Question 11: A car company asked a data scientist to determine what type of customers are more likely to purchase their vehicles. However, the data comes from several sources and is in a relatively “raw format”. What kind of processing can the data scientist perform on the data to prepare it for modeling?

  • Feature engineering.
  • Transforming the data into more useful variables.
  • Combining the data from the various sources.
  • Addressing missing/invalid values.
  • All of the above.

Question 12: High-performance, massively parallel systems can be used to facilitate the following methodological steps.

  • Data preparation and Modeling.
  • Modeling only.
  • Deployment.
  • Business understanding.
  • All of the above.

Question 13: Data scientists may use either a “top-down” approach or a “bottom-up” approach to data science.

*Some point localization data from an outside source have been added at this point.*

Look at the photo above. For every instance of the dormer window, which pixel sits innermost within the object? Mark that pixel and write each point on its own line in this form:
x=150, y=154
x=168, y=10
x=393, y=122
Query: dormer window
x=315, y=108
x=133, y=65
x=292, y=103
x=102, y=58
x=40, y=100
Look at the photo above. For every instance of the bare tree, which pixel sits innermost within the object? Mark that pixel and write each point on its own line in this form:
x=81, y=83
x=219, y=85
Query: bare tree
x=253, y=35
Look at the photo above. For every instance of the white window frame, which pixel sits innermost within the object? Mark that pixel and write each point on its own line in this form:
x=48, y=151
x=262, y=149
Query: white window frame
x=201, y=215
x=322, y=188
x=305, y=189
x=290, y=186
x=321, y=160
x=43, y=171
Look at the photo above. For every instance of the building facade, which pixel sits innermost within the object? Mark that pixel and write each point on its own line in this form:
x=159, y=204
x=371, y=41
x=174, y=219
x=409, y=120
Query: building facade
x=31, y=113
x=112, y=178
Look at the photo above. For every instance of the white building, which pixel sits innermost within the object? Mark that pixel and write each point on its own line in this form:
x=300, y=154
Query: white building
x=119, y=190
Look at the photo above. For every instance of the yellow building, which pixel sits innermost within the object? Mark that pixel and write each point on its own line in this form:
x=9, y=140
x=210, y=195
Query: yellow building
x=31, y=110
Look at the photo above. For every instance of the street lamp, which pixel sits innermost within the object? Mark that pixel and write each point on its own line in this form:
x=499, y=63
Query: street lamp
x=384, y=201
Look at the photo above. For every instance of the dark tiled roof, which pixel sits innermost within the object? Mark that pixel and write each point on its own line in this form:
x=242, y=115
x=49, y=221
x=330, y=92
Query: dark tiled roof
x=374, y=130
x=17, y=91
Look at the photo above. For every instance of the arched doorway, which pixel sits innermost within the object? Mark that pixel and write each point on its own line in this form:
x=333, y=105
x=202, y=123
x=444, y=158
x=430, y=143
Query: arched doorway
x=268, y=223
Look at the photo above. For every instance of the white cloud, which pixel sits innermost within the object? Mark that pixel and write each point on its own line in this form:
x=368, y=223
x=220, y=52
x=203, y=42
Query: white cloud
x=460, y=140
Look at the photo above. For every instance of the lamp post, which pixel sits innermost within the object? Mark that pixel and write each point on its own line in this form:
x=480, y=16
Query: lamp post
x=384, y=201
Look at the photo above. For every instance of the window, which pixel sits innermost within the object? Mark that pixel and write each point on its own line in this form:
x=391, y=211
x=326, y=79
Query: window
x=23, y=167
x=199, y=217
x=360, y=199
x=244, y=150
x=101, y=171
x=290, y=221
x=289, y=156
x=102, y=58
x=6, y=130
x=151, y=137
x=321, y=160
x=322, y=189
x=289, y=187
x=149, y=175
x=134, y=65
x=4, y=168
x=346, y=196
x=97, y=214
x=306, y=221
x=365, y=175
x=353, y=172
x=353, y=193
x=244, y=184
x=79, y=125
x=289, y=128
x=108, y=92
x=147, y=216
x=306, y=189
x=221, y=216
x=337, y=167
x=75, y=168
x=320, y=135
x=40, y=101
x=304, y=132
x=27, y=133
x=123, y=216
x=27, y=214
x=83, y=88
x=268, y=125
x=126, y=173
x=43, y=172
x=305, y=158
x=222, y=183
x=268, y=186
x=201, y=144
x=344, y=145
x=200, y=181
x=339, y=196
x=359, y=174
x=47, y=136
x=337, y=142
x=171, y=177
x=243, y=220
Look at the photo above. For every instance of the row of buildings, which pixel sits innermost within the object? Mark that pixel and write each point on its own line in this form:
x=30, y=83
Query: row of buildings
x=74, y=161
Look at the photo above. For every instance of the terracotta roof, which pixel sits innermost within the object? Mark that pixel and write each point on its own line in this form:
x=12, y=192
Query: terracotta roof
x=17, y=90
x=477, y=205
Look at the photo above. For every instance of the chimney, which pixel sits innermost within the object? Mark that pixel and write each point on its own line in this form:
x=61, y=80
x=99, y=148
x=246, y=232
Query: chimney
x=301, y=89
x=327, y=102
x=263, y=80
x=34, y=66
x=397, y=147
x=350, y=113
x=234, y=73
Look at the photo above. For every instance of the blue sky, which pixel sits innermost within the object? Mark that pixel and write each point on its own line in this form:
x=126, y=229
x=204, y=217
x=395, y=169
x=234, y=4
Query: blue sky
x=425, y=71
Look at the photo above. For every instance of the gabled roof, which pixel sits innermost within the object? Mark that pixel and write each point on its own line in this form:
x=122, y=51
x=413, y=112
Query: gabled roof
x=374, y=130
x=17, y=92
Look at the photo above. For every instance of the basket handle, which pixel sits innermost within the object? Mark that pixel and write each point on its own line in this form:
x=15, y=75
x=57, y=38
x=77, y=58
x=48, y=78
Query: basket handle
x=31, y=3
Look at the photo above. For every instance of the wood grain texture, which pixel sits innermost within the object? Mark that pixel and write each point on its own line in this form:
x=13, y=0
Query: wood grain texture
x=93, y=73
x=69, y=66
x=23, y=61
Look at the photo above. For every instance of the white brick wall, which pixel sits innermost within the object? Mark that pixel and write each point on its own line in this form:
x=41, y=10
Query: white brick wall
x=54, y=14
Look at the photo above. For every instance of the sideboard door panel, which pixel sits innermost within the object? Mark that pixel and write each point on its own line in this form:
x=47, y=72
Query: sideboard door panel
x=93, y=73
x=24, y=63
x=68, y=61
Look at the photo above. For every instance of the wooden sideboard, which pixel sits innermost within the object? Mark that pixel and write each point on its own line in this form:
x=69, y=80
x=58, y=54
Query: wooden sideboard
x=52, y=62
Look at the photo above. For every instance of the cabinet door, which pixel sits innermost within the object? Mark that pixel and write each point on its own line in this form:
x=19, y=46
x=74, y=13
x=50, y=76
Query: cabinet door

These two approaches refer to:

  • “Top-down” approach – the data, when sorted, is modeled from the “top” of the data towards the “bottom”. “Bottom-up” approach – the data is modeled from the “bottom” of the data to the “top”.
  • “Top-down” approach – models are fit before the data is explored. “Bottom-up” approach – data is explored, and then a model is fit.
  • “Top-down” approach – first defining a business problem then analyzing the data to find a solution. “Bottom-up” approach – starting with the data, and then coming up with a business problem based on the data.
  • “Top-down” approach – using massively parallel, warehouses with huge data volumes as the data source. “Bottom-up” approach – using a sample of small data before using large data.
  • All of the above.

Question 14: The following are all examples of rapidly evolving technologies that affect data science methodology EXCEPT for?

  • Data sampling.
  • Automation.
  • Text analysis.
  • Platform growth.
  • In-database analytics.

Question 15: Data understanding involves all of the following EXCEPT for?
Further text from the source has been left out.